# Introduction to Phylopandas

Let me introduce you to PhyloPandas. A Pandas dataframe and interface for phylogenetics.

In [None]:
import pandas as pd
import phylopandas as ph

## Reading data

Phylopandas comes with various `read_` methods to load phylogenetic data into a Pandas DataFrame.

Check out the various formats by hitting `tab` after `read` in the cell below.

In [None]:
ph.read

Try reading some of the sequence files in the `data` folder.

In [None]:
with open('data/PF08793_seed.fasta', 'r') as f:
    print(f.read())

In [None]:
ph.read_fasta('data/PF08793_seed.fasta')

In [None]:
ph.read_phylip('data/PF08793_seed.phylip')

In [None]:
ph.read_clustal('data/PF08793_seed.clustal')

## Writing data

PhyloPandas attaches a `phylo` accessor to the standard Pandas DataFrame. Inside this accessor are various writing methods, following Pandas syntax, allowing you to write to various sequence formats.

To quickly see the writing functions, hit `tab` after `to_` in the cell below.

In [None]:
df = ph.read_fasta('data/PF08793_seed.fasta')
df

In [None]:
df.phylo.to_

Let's write the dataframe back out to fasta. If you don't give a filename, it will return a string.

In [None]:
s = df.phylo.to_fasta()
print(s)

## Converting between formats

Of course, this means you can easily convert between sequence formats. 

In [None]:
df = ph.read_phylip('data/PF08793_seed.phylip')

fasta_str = df.phylo.to_fasta()

print(fasta_str)

## Reading Tree Data

Phylopandas can also read in phylogenetic tree data.

In [None]:
with open('data/PF08793_seed.newick', 'r') as f:
    print( f.read())

In [None]:
ph.read_newick('data/PF08793_seed.newick')

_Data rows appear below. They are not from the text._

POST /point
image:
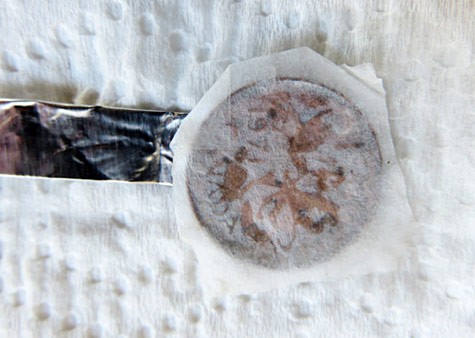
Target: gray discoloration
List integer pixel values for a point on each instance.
(287, 175)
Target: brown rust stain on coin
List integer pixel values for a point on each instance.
(286, 173)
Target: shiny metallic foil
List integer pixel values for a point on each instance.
(86, 142)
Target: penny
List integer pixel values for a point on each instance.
(287, 175)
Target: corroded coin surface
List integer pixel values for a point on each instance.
(286, 173)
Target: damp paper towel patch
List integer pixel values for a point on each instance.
(285, 172)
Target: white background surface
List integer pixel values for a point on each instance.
(83, 259)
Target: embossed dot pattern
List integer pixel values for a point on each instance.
(287, 175)
(423, 51)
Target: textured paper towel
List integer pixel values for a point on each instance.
(79, 261)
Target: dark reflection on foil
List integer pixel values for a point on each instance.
(86, 142)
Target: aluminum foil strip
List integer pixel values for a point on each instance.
(86, 142)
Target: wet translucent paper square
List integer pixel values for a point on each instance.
(285, 172)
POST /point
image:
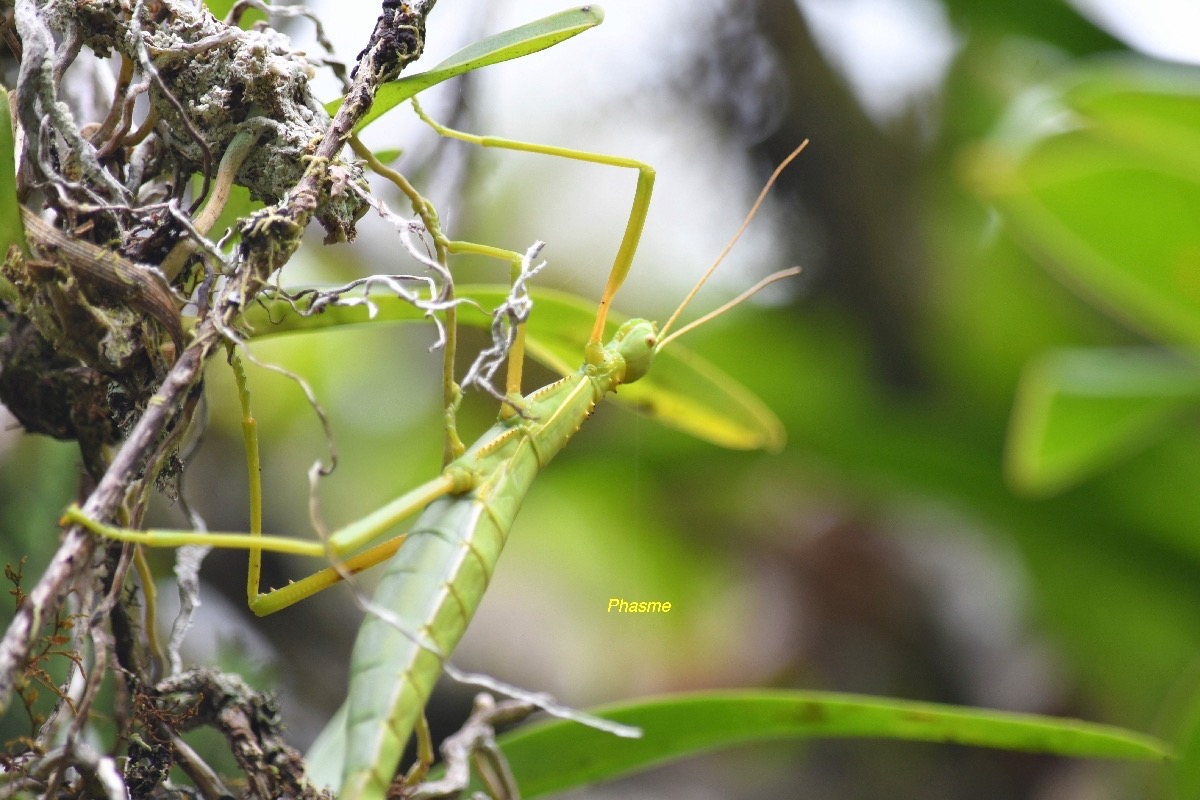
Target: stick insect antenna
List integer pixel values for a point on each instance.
(745, 223)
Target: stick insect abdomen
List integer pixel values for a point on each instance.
(435, 583)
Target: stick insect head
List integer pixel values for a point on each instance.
(636, 342)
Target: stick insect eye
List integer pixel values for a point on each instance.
(636, 341)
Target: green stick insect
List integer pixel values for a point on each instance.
(439, 570)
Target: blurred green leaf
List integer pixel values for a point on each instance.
(514, 43)
(682, 390)
(558, 756)
(1085, 169)
(1080, 409)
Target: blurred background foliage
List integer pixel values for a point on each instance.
(972, 236)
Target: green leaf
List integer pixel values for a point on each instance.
(220, 8)
(510, 44)
(557, 756)
(1078, 410)
(682, 390)
(1099, 176)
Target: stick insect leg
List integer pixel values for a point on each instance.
(634, 227)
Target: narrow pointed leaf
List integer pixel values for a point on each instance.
(558, 756)
(1078, 410)
(510, 44)
(1098, 175)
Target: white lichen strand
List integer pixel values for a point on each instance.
(222, 77)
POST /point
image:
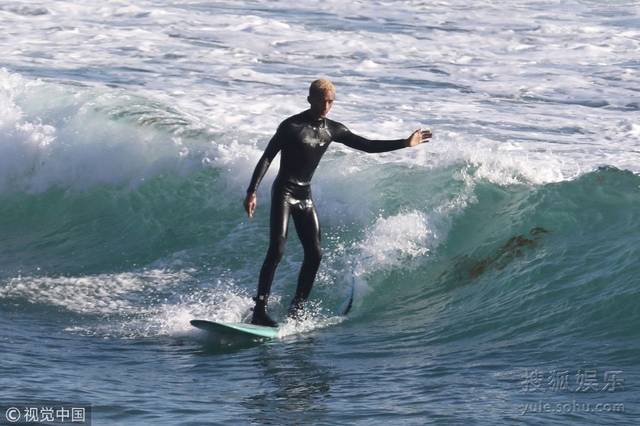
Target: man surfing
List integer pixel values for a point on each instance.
(302, 140)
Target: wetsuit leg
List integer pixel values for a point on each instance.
(279, 222)
(308, 229)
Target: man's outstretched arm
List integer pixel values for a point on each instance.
(345, 136)
(272, 149)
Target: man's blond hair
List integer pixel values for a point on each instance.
(321, 86)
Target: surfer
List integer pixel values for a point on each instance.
(302, 140)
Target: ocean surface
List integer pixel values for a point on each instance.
(495, 268)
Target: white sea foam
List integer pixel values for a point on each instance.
(92, 294)
(555, 88)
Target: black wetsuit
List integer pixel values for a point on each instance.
(302, 141)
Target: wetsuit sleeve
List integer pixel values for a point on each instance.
(343, 135)
(273, 147)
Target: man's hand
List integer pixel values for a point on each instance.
(250, 204)
(418, 137)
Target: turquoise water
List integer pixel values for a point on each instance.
(495, 269)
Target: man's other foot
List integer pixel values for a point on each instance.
(261, 318)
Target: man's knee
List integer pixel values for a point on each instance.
(314, 255)
(276, 250)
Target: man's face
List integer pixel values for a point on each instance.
(321, 103)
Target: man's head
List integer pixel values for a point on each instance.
(322, 93)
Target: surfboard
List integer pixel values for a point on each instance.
(236, 329)
(228, 331)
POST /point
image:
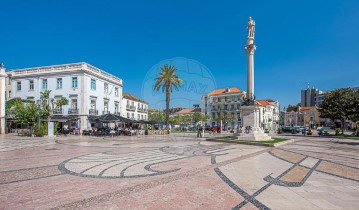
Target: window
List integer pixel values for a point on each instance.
(74, 82)
(59, 83)
(105, 106)
(93, 84)
(93, 104)
(31, 85)
(44, 84)
(106, 88)
(74, 103)
(18, 86)
(116, 108)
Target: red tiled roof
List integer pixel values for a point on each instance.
(265, 102)
(223, 90)
(187, 111)
(306, 108)
(132, 97)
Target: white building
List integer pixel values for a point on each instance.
(2, 98)
(90, 90)
(223, 104)
(269, 114)
(134, 108)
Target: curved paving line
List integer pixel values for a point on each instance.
(122, 175)
(320, 160)
(245, 195)
(147, 158)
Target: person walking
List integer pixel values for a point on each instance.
(199, 131)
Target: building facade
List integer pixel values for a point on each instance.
(134, 108)
(90, 90)
(293, 118)
(310, 116)
(310, 96)
(223, 105)
(269, 114)
(2, 98)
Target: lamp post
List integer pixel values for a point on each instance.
(38, 103)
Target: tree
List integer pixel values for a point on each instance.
(167, 80)
(157, 117)
(340, 104)
(293, 107)
(199, 117)
(25, 112)
(49, 104)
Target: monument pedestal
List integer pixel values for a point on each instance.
(251, 129)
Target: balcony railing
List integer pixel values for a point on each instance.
(93, 112)
(141, 109)
(131, 108)
(73, 111)
(57, 111)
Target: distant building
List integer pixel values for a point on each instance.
(134, 108)
(309, 97)
(269, 114)
(310, 116)
(293, 118)
(321, 95)
(223, 104)
(186, 112)
(90, 90)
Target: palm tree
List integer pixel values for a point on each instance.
(166, 80)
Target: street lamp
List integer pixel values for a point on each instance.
(38, 103)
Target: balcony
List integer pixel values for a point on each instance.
(130, 108)
(73, 111)
(141, 110)
(93, 112)
(57, 111)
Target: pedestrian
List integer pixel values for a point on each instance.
(199, 132)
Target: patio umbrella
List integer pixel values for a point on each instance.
(112, 118)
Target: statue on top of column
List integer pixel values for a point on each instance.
(250, 27)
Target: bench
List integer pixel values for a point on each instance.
(23, 132)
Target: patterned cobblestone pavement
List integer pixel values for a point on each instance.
(176, 172)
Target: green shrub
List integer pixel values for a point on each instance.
(337, 131)
(41, 130)
(56, 126)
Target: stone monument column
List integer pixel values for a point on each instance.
(2, 99)
(250, 111)
(250, 49)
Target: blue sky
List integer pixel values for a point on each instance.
(297, 41)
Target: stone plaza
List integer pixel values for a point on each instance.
(177, 171)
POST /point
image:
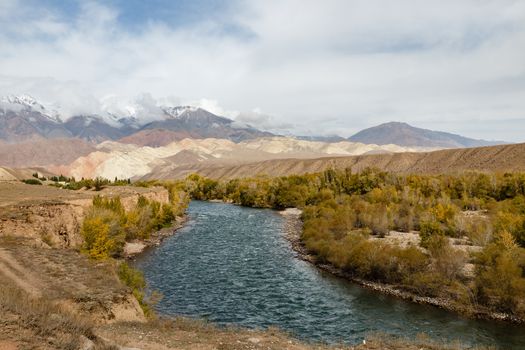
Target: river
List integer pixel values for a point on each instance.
(232, 265)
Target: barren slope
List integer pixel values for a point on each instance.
(493, 158)
(43, 152)
(114, 159)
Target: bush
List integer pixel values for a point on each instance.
(32, 182)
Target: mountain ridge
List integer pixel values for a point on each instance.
(404, 134)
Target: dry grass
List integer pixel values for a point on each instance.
(41, 323)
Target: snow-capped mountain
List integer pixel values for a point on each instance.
(23, 117)
(29, 103)
(177, 111)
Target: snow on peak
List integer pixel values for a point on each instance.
(176, 112)
(27, 102)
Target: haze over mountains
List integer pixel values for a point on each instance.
(134, 142)
(406, 135)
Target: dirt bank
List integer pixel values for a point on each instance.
(134, 248)
(293, 231)
(52, 216)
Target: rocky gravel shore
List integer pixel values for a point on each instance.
(293, 230)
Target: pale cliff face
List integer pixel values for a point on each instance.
(113, 159)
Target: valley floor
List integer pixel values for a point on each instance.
(52, 297)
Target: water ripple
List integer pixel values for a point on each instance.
(232, 265)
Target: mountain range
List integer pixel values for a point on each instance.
(23, 118)
(133, 141)
(404, 134)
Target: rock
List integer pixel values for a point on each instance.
(254, 340)
(87, 344)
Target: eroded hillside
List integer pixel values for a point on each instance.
(504, 158)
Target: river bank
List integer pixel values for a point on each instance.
(293, 231)
(136, 247)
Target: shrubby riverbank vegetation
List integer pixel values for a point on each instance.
(108, 226)
(470, 229)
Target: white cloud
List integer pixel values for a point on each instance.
(323, 66)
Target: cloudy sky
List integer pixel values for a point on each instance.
(301, 66)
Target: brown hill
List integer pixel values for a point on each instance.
(43, 152)
(406, 135)
(156, 137)
(493, 158)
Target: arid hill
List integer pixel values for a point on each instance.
(43, 152)
(406, 135)
(493, 158)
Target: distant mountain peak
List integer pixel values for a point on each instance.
(29, 103)
(178, 111)
(404, 134)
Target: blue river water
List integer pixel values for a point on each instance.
(232, 266)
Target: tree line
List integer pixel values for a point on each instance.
(342, 210)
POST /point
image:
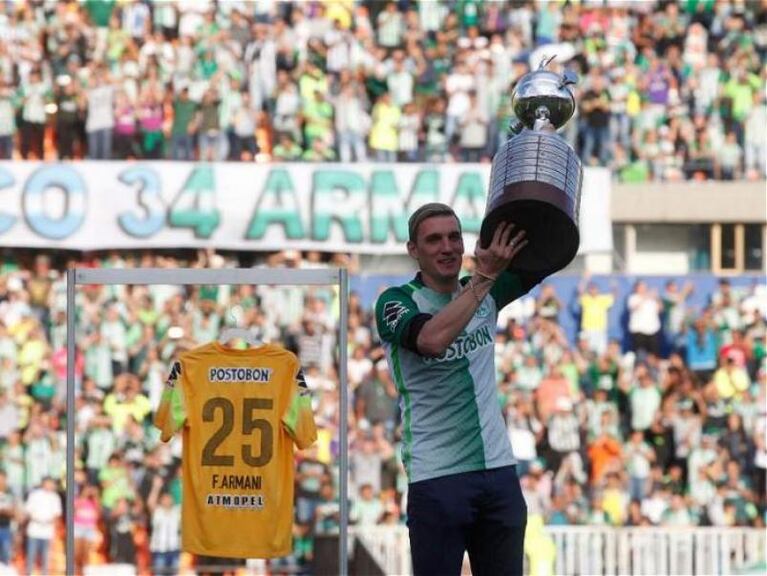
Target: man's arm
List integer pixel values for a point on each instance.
(437, 333)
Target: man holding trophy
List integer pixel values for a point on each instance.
(438, 332)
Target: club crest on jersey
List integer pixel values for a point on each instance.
(483, 311)
(175, 373)
(393, 313)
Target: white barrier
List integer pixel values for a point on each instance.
(594, 550)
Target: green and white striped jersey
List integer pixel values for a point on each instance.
(452, 422)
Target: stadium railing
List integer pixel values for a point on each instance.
(608, 550)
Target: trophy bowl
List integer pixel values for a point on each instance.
(536, 177)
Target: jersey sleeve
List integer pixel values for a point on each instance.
(394, 311)
(299, 418)
(171, 414)
(506, 289)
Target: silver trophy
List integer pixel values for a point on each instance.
(536, 177)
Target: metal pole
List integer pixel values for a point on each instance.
(343, 425)
(70, 476)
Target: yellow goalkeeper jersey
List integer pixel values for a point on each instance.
(241, 411)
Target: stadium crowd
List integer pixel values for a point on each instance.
(669, 90)
(668, 430)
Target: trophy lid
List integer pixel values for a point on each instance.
(544, 95)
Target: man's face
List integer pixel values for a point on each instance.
(438, 247)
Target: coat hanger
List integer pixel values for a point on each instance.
(236, 332)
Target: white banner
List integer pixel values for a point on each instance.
(330, 207)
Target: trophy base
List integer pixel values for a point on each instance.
(551, 233)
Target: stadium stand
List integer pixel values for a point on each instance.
(621, 415)
(322, 81)
(607, 431)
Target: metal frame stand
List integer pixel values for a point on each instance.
(237, 276)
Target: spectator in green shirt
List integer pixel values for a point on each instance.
(286, 150)
(318, 119)
(183, 127)
(319, 152)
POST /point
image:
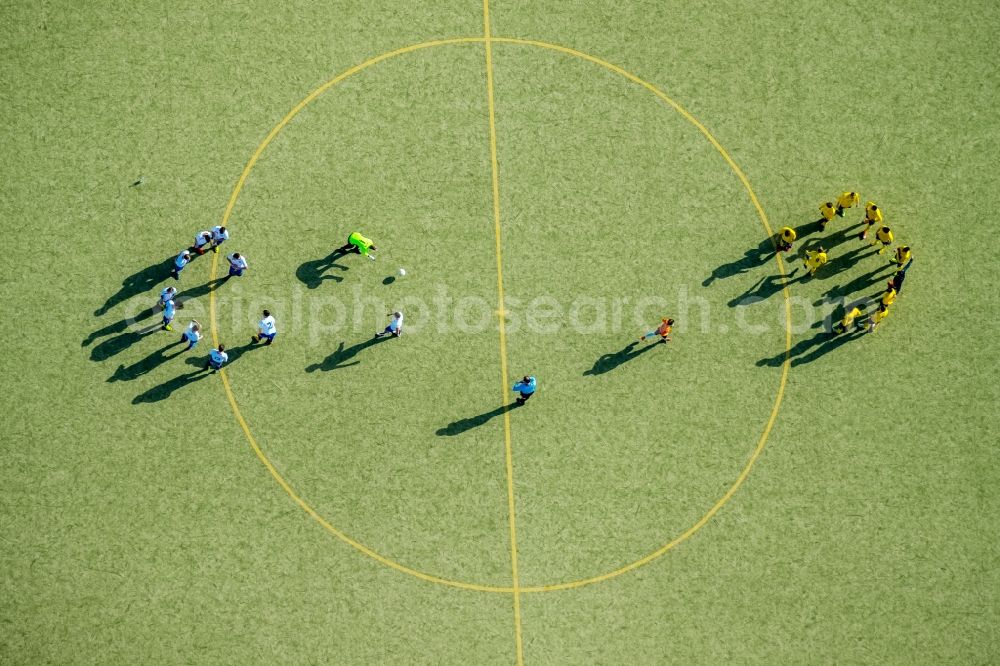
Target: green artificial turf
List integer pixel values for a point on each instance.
(137, 522)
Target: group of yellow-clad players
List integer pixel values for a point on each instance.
(816, 258)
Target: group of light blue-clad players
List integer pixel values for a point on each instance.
(169, 301)
(266, 328)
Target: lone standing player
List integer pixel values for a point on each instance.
(525, 389)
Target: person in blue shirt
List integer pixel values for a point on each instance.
(168, 314)
(182, 260)
(237, 264)
(217, 358)
(526, 387)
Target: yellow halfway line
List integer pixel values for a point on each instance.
(502, 328)
(487, 39)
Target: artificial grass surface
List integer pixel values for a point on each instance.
(138, 525)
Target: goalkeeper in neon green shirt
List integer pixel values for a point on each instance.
(358, 243)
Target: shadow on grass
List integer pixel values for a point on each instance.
(751, 259)
(120, 343)
(117, 327)
(313, 273)
(842, 262)
(807, 351)
(766, 287)
(608, 362)
(137, 283)
(126, 373)
(167, 388)
(113, 346)
(861, 282)
(199, 291)
(465, 425)
(836, 238)
(335, 361)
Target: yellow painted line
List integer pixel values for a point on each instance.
(502, 328)
(516, 589)
(762, 441)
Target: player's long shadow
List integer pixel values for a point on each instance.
(465, 425)
(765, 288)
(126, 373)
(137, 283)
(118, 327)
(119, 343)
(313, 273)
(126, 339)
(807, 351)
(857, 284)
(752, 258)
(840, 237)
(167, 388)
(335, 361)
(843, 262)
(199, 291)
(608, 362)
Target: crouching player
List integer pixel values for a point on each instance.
(525, 389)
(266, 329)
(786, 237)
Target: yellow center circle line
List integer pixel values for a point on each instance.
(342, 536)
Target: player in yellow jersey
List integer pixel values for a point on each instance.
(903, 256)
(873, 216)
(827, 212)
(847, 200)
(814, 259)
(876, 319)
(786, 237)
(883, 236)
(847, 323)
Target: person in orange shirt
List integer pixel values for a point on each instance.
(847, 200)
(663, 330)
(827, 212)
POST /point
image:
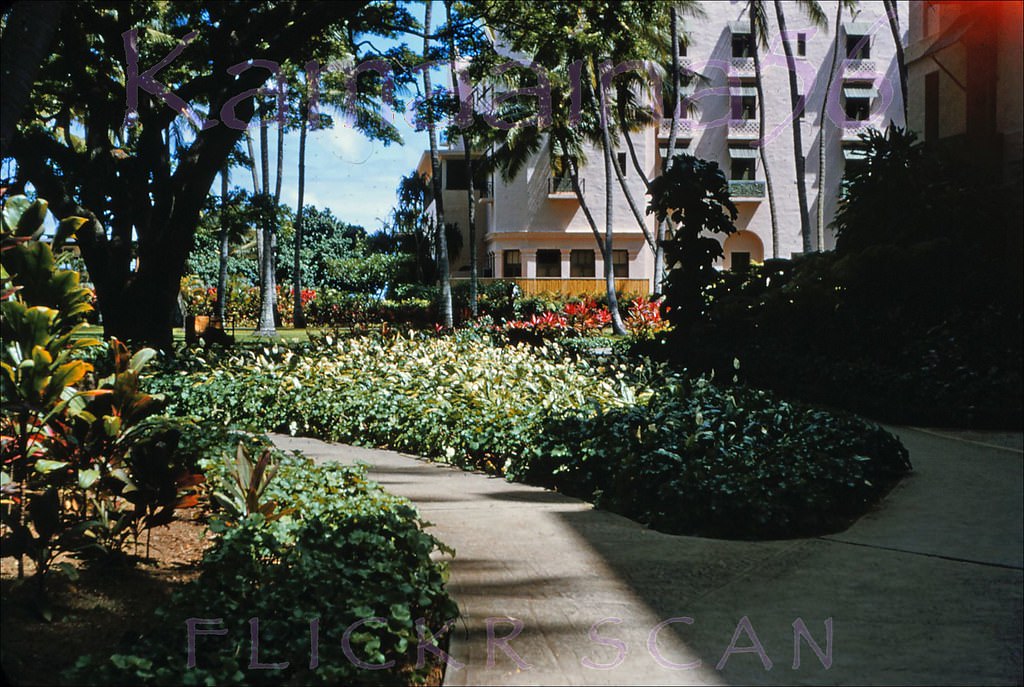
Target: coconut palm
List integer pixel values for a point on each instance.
(758, 16)
(435, 173)
(817, 17)
(823, 119)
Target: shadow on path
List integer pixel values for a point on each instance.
(927, 589)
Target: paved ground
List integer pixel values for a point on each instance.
(927, 589)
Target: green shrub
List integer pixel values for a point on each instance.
(344, 552)
(737, 463)
(82, 468)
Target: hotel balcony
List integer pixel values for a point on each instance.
(747, 190)
(684, 128)
(858, 69)
(560, 187)
(745, 129)
(741, 67)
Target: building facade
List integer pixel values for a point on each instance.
(532, 226)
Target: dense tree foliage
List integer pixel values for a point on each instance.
(147, 174)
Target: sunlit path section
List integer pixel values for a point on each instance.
(926, 589)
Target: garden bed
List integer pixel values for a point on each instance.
(101, 611)
(683, 455)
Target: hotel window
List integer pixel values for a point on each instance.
(858, 46)
(742, 44)
(511, 266)
(549, 263)
(931, 18)
(581, 263)
(621, 263)
(743, 102)
(456, 177)
(621, 159)
(855, 160)
(743, 169)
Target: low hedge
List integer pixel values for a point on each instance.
(682, 455)
(329, 545)
(865, 333)
(717, 462)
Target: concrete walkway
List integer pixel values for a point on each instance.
(927, 589)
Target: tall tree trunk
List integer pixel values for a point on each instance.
(797, 109)
(256, 191)
(762, 121)
(470, 186)
(893, 13)
(435, 180)
(276, 202)
(221, 305)
(299, 316)
(607, 249)
(266, 326)
(822, 132)
(663, 225)
(27, 39)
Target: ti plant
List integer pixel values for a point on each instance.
(78, 463)
(246, 486)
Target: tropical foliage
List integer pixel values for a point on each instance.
(296, 542)
(544, 415)
(913, 318)
(83, 469)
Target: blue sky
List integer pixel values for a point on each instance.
(353, 176)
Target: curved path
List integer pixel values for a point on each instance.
(927, 589)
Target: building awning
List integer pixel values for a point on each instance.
(681, 146)
(860, 92)
(857, 28)
(742, 153)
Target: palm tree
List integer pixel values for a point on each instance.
(266, 325)
(893, 14)
(759, 37)
(435, 173)
(840, 6)
(797, 104)
(468, 153)
(298, 315)
(221, 304)
(606, 246)
(656, 242)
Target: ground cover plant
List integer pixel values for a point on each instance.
(682, 455)
(296, 543)
(88, 464)
(913, 318)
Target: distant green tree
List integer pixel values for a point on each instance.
(694, 194)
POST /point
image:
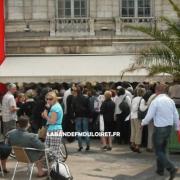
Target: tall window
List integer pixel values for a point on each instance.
(136, 8)
(128, 9)
(72, 8)
(144, 8)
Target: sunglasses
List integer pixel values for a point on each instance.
(49, 99)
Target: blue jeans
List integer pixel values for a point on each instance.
(160, 139)
(82, 125)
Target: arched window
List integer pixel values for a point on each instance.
(136, 8)
(72, 8)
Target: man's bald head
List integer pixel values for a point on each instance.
(161, 88)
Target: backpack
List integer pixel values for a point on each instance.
(124, 107)
(60, 171)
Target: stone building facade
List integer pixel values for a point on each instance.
(81, 26)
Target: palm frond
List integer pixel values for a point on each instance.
(157, 56)
(173, 27)
(175, 7)
(154, 70)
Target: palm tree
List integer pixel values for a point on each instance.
(163, 58)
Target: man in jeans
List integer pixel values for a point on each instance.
(163, 111)
(9, 109)
(81, 109)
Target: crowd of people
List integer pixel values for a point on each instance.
(124, 107)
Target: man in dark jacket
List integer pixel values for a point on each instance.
(22, 138)
(81, 111)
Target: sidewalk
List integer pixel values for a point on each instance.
(118, 164)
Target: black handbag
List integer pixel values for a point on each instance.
(141, 114)
(124, 107)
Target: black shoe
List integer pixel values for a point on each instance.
(173, 174)
(80, 149)
(160, 173)
(87, 148)
(137, 150)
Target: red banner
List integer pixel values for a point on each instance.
(2, 32)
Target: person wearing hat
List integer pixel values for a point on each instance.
(9, 109)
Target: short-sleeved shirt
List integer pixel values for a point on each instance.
(7, 103)
(58, 125)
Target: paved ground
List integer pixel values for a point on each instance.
(119, 164)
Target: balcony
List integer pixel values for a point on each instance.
(123, 22)
(74, 26)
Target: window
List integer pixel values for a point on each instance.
(144, 9)
(72, 8)
(128, 8)
(136, 8)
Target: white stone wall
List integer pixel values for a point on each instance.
(44, 9)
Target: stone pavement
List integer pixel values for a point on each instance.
(119, 164)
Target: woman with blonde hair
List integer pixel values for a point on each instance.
(54, 123)
(136, 130)
(107, 110)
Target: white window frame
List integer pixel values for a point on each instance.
(72, 10)
(136, 10)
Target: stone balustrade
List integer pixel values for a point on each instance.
(74, 26)
(123, 22)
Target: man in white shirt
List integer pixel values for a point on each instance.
(163, 111)
(9, 109)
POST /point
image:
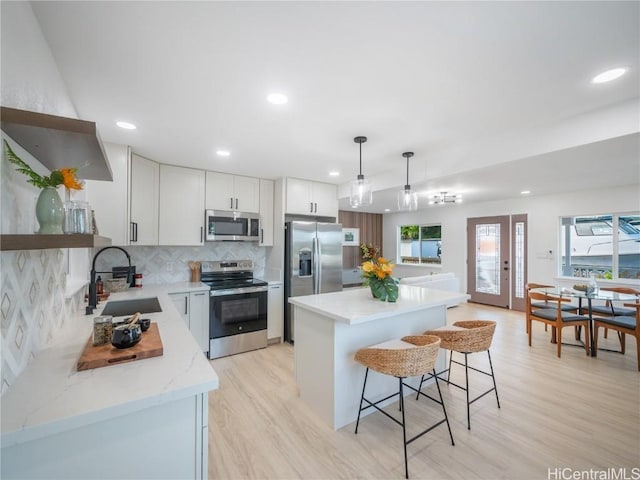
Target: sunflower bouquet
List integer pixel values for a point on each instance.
(62, 176)
(376, 272)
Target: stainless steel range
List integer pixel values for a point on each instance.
(237, 307)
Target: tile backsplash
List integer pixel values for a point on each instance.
(32, 306)
(171, 264)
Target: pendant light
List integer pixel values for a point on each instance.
(407, 200)
(361, 194)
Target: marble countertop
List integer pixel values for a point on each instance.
(50, 396)
(356, 305)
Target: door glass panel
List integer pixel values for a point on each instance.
(519, 254)
(488, 258)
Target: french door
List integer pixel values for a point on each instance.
(496, 253)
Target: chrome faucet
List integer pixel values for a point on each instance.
(93, 294)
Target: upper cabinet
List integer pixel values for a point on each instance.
(144, 198)
(266, 213)
(232, 192)
(58, 141)
(311, 198)
(110, 200)
(181, 206)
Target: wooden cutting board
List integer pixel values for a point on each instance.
(104, 355)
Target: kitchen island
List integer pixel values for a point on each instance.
(142, 419)
(331, 327)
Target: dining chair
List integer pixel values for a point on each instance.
(623, 324)
(609, 309)
(529, 286)
(555, 316)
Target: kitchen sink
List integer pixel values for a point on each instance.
(119, 308)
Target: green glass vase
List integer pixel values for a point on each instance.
(49, 211)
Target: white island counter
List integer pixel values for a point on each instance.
(142, 419)
(331, 327)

## Why is PhyloPandas useful? 

We already have BioPython, DendroPy, ete3, etc. right?

In [None]:
df = ph.read_newick('data/PF08793_seed.newick')

df.loc[df.type == "leaf"]

# Here is where the real magic happens!

## Reading Sequence *and* Tree Data

Phylopandas has the ability to combine sequence and tree data in a single DataFrame.

In [None]:
# Read sequences.
df = ph.read_fasta('data/PF08793_seed.fasta')

# Read tree.
df = df.phylo.read_newick('data/PF08793_seed.newick', combine_on='id')
df

This enables us to build phylogenetics tools around a single, core dataframe. 

# Views for PhyloPandas

We've created a simple, interactive tree viewer powered by Vega. This leverages the "grammar of phylogenetics" that PhyloPandas defines.

In [None]:
from phylovega import VegaTree

# Read data
df = ph.read_fasta('data/PF08793_seed.fasta')
df = df.phylo.read_newick('data/PF08793_seed.newick', combine_on='id')

# Show using VegaTree
VegaTree(df).display()

From the same DataFrame, we can also show the sequences.

In [None]:
from IPython.display import display

def Fasta(data=''):
    bundle = {}
    bundle['application/vnd.fasta.fasta'] = data
    bundle['text/plain'] = data
    display(bundle, raw=True)

Fasta(df.phylo.to_fasta())

# Introduction to Phylogenetics

The `phylogenetics` package is our attempt at building tools around PhyloPandas.

In [None]:
from phylogenetics import PhylogeneticsProject

Phylogenetics unites many external tools only one single interface and stores their data in a single PhyloPandas DataFrame.

In [None]:
# Define a working directory
working_dir = "project"

# Initialize a working project.
p = PhylogeneticsProject(working_dir, overwrite=True)

Phylogenetics starts with an alignment.

In [None]:
p.read_data('data/PF08793_seed.fasta', schema='fasta')

We can view that data with the `data` attribute.

In [None]:
p.data

## Compute Tree.

Phylogenetics (extremely) simplifies the process of phylogenetics. 

To compute a tree, simply call `compute_tree`.

In [None]:
p.compute_tree()

We can see how that changed the dataframe.

In [None]:
p.data

## What is happening under the hood?

Each method uses PhyloPandas to prepare the data for an external program, like PhyML or PAML. A subprocess call is made to run the program. Then PhyloPandas is used to read in the results.

## Reconstruct ancestors.

To reconstruct ancestors, simply call `compute_reconstruction`.

In [None]:
p.compute_reconstruction()

Again, let's see how the DataFrame changed.

In [None]:
p.data

Let's just look at ancestors.

In [None]:
anc_df = p.data[p.data.type == 'node']
anc_df

Let's write that to file. 

In [None]:
fasta_str = anc_df.phylo.to_fasta(sequence_col='ml_sequence')

print(fasta_str)

Congratulations! You just reconstructed protein ancestors!